Ted rolled his eyes. “She got married! And to some poor French guy who was just sitting on his island, minding his own business before she barreled into him.”
“I thought he was a lonely old murderer with two kids...”
His brother sneered. “They just threw that stuff in to make the woman look good.”
Grant steered Ted back on topic. “This Mitzi is being flown in and is going to house-sit for Kay next week while Kay and Marty are having their honeymoon, so naturally Kay wants me to squire the girl around and—”
Ted, who'd been absorbed in the briefing, suddenly gestured for Grant to stop right there. “No, no, no.

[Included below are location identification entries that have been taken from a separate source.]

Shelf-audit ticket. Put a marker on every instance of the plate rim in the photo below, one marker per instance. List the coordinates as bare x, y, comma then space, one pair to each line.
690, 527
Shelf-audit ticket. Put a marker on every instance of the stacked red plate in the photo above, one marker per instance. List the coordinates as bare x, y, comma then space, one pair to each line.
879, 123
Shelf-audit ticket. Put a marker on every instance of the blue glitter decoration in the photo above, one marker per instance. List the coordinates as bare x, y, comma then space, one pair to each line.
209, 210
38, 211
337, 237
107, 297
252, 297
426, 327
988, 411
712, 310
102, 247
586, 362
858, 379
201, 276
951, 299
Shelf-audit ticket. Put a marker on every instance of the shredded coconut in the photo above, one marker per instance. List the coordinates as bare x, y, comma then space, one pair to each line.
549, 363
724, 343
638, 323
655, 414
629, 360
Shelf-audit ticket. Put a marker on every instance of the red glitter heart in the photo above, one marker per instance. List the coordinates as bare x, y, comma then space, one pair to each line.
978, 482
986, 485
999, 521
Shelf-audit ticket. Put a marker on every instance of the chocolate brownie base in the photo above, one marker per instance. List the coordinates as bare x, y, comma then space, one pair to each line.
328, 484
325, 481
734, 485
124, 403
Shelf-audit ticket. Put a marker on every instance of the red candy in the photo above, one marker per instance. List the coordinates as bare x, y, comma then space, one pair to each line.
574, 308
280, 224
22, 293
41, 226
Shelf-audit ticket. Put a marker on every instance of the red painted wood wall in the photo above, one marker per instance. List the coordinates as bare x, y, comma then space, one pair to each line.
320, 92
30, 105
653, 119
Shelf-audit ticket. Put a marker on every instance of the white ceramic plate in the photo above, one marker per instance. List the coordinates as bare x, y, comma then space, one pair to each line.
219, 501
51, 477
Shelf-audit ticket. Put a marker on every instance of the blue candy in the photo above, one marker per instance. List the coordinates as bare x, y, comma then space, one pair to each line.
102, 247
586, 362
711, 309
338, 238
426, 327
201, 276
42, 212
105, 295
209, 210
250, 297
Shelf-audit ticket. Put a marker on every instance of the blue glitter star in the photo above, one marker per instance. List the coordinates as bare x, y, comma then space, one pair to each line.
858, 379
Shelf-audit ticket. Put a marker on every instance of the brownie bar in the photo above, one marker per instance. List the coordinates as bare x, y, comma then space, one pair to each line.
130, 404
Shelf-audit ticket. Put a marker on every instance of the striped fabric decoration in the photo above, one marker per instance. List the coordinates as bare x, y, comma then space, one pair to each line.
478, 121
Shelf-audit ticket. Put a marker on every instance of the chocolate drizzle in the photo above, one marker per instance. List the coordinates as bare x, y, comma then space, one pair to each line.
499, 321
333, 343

Don't think of this Mitzi character as a ‘girl.' In confirmed-bachelor lingo, she's a predator, and before the end of that rehearsal dinner Friday night, I'll let her know what we think about squiring.”
Grant chuckled.
“Oh, laugh now, if you want,” his brother drawled. “You'll thank me when it's over. Believe me, Grant old boy, after this wedding, perky Mitzi will know better than to fly to strange cities trying to entrap men.”
Grant smiled. Overprotective “big” brothers definitely had their good points. For the first time since his marriage fiasco, Grant was beginning to feel in control again. Now he would be able to concentrate all his energies on saving the family store, and with it, his sanity. Best of all, he could forget about weddings and marriage vows and women....
“Sic 'em, tiger,” he said to his brother.